I look up and wipe tears away.

“Did she die, I mean, was she in a lot of pain?” Tonya asks tentatively.

“Yeah, she must have been in agony.  She died that night, eventually.  We were both half-way through the windshield.  Her face was next to mine and I could see the fear in her eyes, not for herself, it was for me.  She tried to talk to me, but all she could manage was wheezing gasps.  I watched her, each breathe becoming harder, slower and further apart.

“In the end, she was sucking for air, but she was probably drowning in her own blood, internally, you know?  Dad was out cold, he was hurt pretty bad, but nothing too serious, broken ribs and his arm and shoulder were messed up.

“I remember when she died, it was like a light fading away.  She had brown eyes, big soft brown eyes.  They always sparkled, you know, like with excitement.  She was always like that, doing stuff for me or for other people, PTA, shit, she was everywhere, always finding the best in everything, everyone.  You would have liked her.”
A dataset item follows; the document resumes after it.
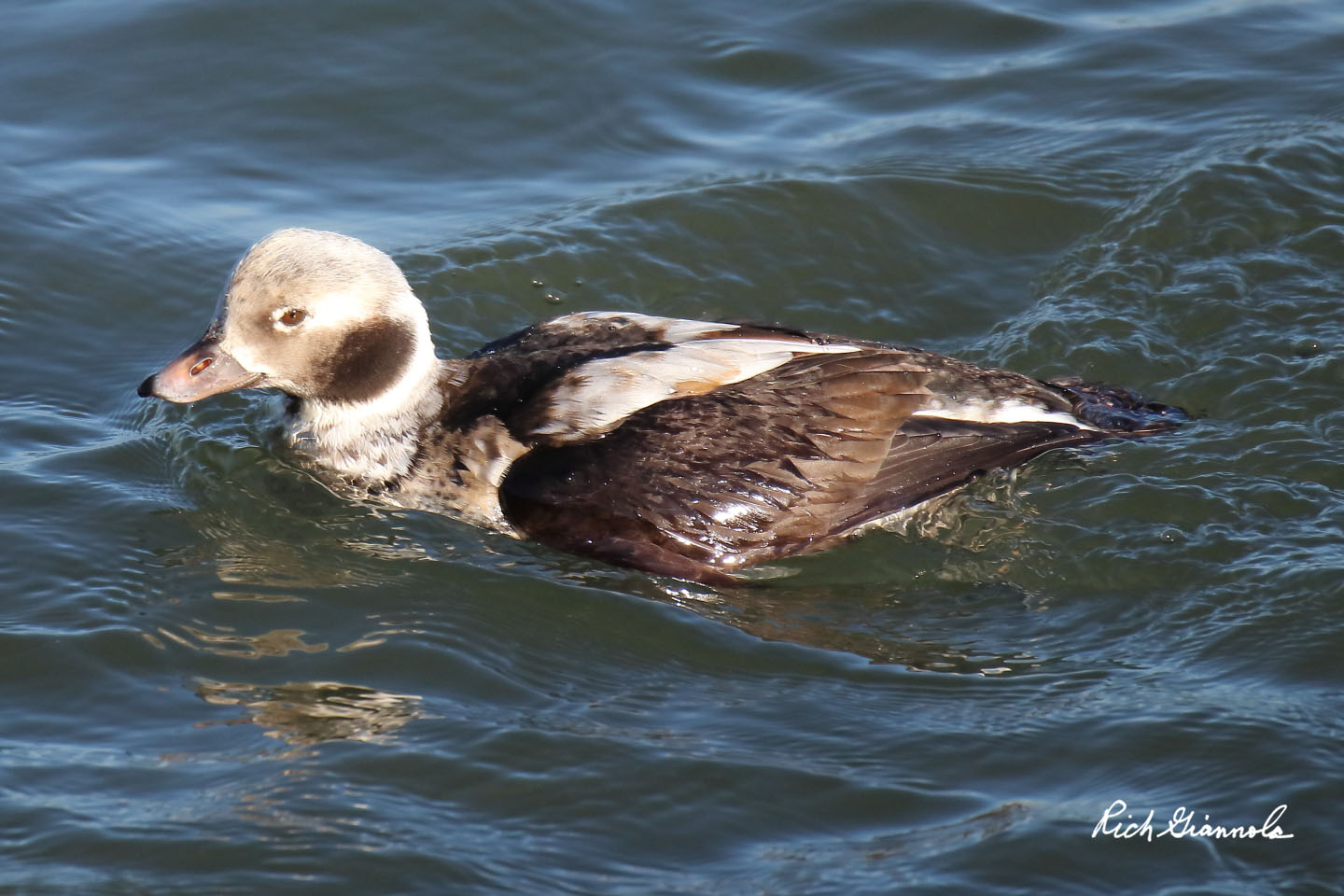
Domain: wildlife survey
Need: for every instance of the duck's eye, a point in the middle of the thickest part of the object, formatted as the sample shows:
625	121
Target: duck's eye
292	315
Tonya chokes back a sob and kneels down in front of me and hugs my legs, laying her face against my knees.

“I just stared into her eyes and she stared right back, maybe trying to remember everything, me being born, growing up, maybe.  Shit, I don’t know.  But I remember she was there and then she wasn’t.  I was with her for a long time before they pulled us out of the windshield.

Tonya looks up at me.  “And you’ve just kept this inside all this time?  You never talked to anyone?”
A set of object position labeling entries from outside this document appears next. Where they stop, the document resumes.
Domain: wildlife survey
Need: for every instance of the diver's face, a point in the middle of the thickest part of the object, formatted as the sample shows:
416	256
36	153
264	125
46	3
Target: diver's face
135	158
“Why?  It won’t bring her back.  It won’t fix everything that happened.”

Tonya squeezes my legs and whispers through her tears, “I’m so sorry.”

“The weird thing though, is she gave me the cameo earlier in the evening.  She said it was special and I should take care of it for her.  I don’t remember why she did that.  But after a few weeks, I left the hospital, you know, after they stitched me up, and one of the emergency room surgeons gave it to me, said it was in my pants pocket the night they brought me in.  When I got home, everything that was my mom’s, every picture of her, her books, just everything that was her — was gone, like she had never been there, except the guitar.  My dad cleared everything out, but I have no idea why he left the guitar, except maybe because it was in my closet and he didn’t go in my room.

“So that’s how my mom died and I got that scar,” I say as I wipe my eyes dry.

“My God, Connor, that’s awful.  I’m so sorry,” Tonya says again.

“I guess it was my fault, you know?  I’m pretty sure my dad blames me for her death.”

“No, no, Connor.  It’s not your fault, you were just a kid.  Kids aren’t adults, you can’t blame yourself for not being the man back then that you are today.” 

“The man I am?  Killing my mom, mean son of a bitch for a dad and this is what you get,” I say as I spread my arms out, “hardly a man worth anything.”

“You didn’t kill anyone, never say that again,” Tonya says sharply.  “I told you before, you’re a good man, never forget that — you are.”

“I wish I could believe you.  I had no business bringing this down on anyone else, I’m sorry for telling you.  Hell, I have a hard enough time even relating to anyone normal.  I need to stick with girls like Debbie.”

“Never be sorry for confiding in me, never.  I’ll always be here for you.  Never forget that either.  You trust me, don’t you?” she asks.

I look into her eyes.  “Yes, I trust you with everything I am.”

“Then trust me about this.  I wish you would have talked to me about all of this sooner,” Tonya says.